Thursday, May 21

You may see the obvious effects of the opioid crisis on a small Massachusetts city if you have driven through Holyoke in recent years. the empty shops on High Street that remained closed following the outbreak. The line forms early and remains constant throughout lunch as the volunteers distribute food at Providence Ministries on Hampden Street.

The smokers who congregate outside in the mornings are the main way to identify the recovery homes, which are nestled away in residential districts. The crisis is still present. Slowly and unevenly, the foundation for reacting to it has improved. One of the little, thoughtful components of that progress is the Holyoke settlement allocation that Mayor Joshua Garcia’s administration just finalized. The way the city decided to allocate the funds is worth a deeper examination than the financial amounts alone would imply.

By national standards, the math is tiny. Holyoke anticipates receiving around $2.4 million in total opioid settlement cash through 2039—the lengthy disbursement tail that is generated for individual communities by national settlements with pharmaceutical makers, distributors, and pharmacy chains. That is the type of figure that is frequently characterized as having undergone a significant metamorphosis. Spread across 15 years, two and a half million dollars is not a metamorphosis. If the city distributes it responsibly, it’s a consistent, modest source of revenue that can assist particular community partners carrying out particular tasks. By all accounts, Holyoke has made an effort to distribute it in a disciplined manner.

Five local non-profit organizations received the first round of grants, which were dispersed throughout what city officials refer to as a “continuum of care”—a term used to describe the entire range of services that an individual with opioid use disorder may require throughout the course of their relationship with the substance. The largest grant went to Providence Ministries, which the city has positioned as the entry-level service.

This includes clothing, hot meals, pantry support, and street-level outreach that engages unsheltered people before they’re ready to talk about recovery, based on the idea that regular, low-pressure contact is what ultimately opens the door to treatment. Targeted funding were awarded to four additional groups that assist recovery support networks, harm reduction services, opioid use disorder treatment, and reintegration programs for those who have previously been associated with the judicial system.

Speaking with those involved in opioid response policy, it seems that the choice to concentrate the initial investment on five partners instead of distributing it among fifteen or twenty smaller awards represents a more nuanced grasp of how settlement money actually yields effects. In order to increase political coverage and reduce the possibility of any one recipient underperforming, towns that receive these monies are tempted to disperse them widely, granting tiny sums to numerous organizations.

The issue with that strategy is that in order to develop efficient service delivery, opioid response programs typically need ongoing funding. One position could be funded for six months with a $20,000 stipend. That position might be covered for a year with a $100,000 grant, plus additional services that add value to the role. In this paradigm, Holyoke made the proper choice in funding fewer organizations more heavily.

The aspect of the Holyoke process that might become most significant in the future is the advisory committee structure.
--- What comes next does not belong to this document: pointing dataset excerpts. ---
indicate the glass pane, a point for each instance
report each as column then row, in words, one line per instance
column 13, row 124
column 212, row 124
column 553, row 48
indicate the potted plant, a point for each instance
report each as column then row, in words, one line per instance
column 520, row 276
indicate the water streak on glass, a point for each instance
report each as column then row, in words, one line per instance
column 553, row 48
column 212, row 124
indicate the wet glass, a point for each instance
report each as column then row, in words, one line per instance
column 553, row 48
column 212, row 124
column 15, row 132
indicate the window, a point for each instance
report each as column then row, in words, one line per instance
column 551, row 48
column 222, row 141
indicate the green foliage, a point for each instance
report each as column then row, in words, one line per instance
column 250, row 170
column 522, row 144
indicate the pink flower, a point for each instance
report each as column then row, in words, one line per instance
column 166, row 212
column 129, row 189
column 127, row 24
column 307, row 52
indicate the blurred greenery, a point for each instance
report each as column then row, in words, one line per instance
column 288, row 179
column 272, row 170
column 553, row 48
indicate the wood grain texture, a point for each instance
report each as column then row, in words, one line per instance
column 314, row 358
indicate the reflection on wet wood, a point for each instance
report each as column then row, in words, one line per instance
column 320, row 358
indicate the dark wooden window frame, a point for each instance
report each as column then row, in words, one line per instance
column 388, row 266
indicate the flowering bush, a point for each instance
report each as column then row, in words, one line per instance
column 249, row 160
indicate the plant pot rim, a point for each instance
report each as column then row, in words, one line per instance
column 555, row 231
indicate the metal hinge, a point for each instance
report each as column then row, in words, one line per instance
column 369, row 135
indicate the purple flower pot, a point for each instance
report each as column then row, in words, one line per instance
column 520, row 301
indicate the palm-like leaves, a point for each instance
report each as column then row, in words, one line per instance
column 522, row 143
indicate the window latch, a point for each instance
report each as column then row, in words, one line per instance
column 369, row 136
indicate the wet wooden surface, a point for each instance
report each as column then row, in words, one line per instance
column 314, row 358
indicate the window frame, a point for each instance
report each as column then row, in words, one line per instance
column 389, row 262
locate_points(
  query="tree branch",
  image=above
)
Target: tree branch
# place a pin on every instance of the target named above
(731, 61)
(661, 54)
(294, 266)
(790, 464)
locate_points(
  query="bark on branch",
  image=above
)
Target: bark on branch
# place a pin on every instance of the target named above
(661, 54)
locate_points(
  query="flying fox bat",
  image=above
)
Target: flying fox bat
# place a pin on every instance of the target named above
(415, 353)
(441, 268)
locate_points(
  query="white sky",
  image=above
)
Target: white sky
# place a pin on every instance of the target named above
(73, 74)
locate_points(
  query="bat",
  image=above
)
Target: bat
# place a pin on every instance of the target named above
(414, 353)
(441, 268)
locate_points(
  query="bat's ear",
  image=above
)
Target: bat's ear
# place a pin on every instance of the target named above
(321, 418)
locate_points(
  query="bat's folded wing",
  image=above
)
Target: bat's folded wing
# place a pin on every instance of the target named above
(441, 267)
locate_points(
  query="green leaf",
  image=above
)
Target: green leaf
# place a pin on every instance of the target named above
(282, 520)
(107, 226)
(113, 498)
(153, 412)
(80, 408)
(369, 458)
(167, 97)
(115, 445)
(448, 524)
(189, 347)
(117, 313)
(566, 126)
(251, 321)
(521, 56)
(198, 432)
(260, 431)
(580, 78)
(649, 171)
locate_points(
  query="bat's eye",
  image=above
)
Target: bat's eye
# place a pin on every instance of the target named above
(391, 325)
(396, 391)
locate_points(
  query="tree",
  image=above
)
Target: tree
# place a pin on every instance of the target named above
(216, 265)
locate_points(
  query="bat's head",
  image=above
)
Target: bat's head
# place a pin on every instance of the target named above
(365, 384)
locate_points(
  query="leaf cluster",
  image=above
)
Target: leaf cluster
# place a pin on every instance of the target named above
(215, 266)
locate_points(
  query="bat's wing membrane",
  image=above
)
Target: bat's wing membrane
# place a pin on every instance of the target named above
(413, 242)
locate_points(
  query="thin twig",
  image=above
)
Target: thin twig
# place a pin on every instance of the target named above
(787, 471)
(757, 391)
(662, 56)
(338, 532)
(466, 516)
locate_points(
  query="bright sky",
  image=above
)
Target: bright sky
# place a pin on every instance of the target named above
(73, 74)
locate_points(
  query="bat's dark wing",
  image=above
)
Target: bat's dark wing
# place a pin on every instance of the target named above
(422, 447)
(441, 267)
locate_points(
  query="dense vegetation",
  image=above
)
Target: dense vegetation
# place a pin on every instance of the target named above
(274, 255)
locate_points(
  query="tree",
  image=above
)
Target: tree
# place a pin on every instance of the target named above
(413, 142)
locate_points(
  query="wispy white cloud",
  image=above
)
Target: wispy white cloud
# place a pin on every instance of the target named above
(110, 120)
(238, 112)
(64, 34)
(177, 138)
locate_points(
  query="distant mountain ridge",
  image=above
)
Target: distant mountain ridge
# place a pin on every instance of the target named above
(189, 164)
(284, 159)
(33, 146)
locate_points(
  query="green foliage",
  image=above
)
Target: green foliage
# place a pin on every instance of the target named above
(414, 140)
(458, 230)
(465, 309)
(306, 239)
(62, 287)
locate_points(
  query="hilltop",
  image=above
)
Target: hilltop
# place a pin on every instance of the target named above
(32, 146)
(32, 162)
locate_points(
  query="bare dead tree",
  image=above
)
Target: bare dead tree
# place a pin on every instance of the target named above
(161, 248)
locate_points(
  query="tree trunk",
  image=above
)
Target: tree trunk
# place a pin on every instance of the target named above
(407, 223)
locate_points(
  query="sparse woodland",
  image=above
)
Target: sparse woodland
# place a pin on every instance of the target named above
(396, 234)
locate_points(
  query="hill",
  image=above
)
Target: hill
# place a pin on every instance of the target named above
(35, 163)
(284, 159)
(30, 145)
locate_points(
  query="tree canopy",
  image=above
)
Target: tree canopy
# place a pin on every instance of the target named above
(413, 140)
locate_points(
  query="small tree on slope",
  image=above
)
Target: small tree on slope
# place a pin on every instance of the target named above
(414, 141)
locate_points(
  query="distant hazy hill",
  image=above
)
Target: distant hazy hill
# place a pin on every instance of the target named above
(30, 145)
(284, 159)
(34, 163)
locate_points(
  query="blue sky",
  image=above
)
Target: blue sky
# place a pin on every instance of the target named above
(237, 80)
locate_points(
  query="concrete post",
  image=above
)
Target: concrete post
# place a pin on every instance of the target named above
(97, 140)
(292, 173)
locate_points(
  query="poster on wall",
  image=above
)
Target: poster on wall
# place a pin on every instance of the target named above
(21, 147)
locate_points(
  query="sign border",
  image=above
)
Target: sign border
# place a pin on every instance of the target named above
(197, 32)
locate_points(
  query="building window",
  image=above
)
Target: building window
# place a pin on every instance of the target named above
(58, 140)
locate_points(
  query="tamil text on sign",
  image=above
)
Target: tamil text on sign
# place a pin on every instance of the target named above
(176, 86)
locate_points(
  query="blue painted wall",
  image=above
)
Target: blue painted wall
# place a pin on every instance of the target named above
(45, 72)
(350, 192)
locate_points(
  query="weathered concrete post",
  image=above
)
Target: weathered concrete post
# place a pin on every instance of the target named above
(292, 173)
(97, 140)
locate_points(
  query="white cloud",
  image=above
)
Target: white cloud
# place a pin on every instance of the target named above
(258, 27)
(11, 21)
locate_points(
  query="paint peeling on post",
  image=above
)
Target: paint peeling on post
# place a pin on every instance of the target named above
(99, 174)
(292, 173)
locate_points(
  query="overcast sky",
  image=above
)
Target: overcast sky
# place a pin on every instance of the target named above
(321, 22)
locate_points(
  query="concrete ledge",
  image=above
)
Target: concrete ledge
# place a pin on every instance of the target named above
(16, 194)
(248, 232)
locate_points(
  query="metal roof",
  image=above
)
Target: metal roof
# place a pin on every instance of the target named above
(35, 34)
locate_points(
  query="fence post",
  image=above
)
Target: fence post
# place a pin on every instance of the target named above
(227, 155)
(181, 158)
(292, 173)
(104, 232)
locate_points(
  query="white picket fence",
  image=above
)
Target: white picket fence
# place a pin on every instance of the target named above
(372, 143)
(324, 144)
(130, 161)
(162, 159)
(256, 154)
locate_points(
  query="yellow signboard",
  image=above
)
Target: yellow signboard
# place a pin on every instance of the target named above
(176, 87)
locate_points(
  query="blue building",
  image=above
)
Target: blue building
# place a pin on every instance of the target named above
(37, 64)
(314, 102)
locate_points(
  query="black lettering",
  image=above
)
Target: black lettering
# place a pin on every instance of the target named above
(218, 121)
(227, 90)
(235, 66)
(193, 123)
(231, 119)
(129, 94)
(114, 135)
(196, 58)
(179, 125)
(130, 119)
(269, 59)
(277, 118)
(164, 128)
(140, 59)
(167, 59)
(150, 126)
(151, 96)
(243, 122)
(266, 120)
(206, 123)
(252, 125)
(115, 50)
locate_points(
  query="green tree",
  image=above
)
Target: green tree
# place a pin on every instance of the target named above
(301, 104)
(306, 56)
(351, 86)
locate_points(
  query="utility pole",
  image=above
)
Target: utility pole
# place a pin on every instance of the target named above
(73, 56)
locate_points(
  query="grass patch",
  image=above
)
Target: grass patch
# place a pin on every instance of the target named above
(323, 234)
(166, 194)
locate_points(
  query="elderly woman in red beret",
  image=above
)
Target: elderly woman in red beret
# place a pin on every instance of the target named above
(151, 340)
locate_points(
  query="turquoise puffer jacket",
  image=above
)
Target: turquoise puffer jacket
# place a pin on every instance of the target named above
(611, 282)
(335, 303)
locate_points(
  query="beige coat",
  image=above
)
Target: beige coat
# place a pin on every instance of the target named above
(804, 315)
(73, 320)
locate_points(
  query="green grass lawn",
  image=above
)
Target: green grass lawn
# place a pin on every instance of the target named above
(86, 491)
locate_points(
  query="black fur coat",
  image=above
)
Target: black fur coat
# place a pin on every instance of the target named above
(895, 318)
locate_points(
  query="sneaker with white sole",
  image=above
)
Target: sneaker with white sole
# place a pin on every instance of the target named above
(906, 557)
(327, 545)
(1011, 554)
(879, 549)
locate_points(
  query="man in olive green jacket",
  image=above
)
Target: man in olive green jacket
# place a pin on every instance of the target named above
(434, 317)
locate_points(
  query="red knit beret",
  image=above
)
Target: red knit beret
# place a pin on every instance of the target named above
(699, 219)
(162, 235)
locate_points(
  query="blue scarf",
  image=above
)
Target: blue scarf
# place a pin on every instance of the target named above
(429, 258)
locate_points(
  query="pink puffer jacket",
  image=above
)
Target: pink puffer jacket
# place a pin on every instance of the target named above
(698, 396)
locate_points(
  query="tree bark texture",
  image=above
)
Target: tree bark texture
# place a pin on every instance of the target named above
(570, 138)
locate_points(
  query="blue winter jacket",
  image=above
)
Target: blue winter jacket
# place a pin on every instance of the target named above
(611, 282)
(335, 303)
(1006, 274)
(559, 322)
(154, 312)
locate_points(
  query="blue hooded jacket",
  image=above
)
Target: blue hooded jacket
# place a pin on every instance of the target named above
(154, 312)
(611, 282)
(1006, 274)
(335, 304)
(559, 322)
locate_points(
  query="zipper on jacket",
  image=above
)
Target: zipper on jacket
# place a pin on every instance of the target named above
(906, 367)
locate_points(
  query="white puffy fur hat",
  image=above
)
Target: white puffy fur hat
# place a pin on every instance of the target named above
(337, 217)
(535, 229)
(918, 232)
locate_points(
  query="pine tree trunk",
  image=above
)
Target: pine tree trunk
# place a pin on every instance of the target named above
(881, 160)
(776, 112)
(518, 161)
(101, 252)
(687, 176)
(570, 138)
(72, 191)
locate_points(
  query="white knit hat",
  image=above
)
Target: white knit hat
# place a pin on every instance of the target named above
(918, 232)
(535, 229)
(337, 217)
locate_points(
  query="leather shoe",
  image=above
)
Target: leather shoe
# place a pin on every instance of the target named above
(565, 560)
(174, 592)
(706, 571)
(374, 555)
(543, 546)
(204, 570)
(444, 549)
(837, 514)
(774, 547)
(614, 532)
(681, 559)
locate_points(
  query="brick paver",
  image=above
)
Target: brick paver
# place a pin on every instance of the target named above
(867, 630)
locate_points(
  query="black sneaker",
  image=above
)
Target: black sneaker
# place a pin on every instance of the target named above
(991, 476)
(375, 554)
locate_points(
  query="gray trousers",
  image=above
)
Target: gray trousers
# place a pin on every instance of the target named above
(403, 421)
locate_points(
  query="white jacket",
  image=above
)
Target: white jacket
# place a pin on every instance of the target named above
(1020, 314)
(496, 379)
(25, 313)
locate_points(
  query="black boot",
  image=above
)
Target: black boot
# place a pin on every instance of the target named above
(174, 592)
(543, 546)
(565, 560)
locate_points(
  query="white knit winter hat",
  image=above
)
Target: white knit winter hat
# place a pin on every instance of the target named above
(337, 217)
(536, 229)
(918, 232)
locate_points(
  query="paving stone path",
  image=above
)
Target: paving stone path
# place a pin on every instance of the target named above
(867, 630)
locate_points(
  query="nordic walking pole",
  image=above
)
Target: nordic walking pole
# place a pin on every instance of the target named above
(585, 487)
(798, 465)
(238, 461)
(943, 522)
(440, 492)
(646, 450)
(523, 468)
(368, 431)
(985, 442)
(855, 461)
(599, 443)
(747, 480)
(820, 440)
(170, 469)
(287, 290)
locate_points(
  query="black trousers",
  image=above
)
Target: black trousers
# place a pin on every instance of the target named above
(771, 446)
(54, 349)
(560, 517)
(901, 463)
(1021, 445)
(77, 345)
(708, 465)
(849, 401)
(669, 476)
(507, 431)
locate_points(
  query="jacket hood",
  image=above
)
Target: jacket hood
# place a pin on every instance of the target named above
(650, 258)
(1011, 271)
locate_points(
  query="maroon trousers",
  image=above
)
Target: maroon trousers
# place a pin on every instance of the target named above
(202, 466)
Those who have personally experienced substance use disorder or who have lost loved ones to the crisis make up the Citizens Opioid Advisory Committee, which offered input on the allocation decisions. It’s not a decorative composition. When evaluating grant applications, it modifies the types of questions the committee poses.

The Holyoke Opioid Settlement
The Holyoke Opioid Settlement

An organization’s ability to handle a $100,000 grant could be questioned by a conventional municipal review committee. In light of Holyoke’s sizable Puerto Rican population, a lived-experience committee inquires as to whether the organization’s hours truly correspond with when individuals in active use are likely to seek help, whether the staff includes individuals who have themselves gone through recovery, and whether the services are offered in Spanish. These are distinct questions that typically lead to different financial decisions.

The precise grant amounts may not be the most important aspect of the Holyoke process. It’s the framework for accountability. According to Massachusetts’s Subdivision Agreement, which governs how local governments manage settlement payments, city officials are required to make public the status of each sponsored program.

In actuality, this requirement entails quarterly reporting on the use of the funds, the results of the sponsored initiatives, and the modifications being made in response to the findings. One structural characteristic of the national opioid settlements that sets them apart from previous public health funding rounds, where transparency frequently deteriorated after the money was disbursed, is the reporting requirement. It remains to be seen if Holyoke would uphold the reporting discipline over the 15-year disbursement term. At least the framework has been constructed.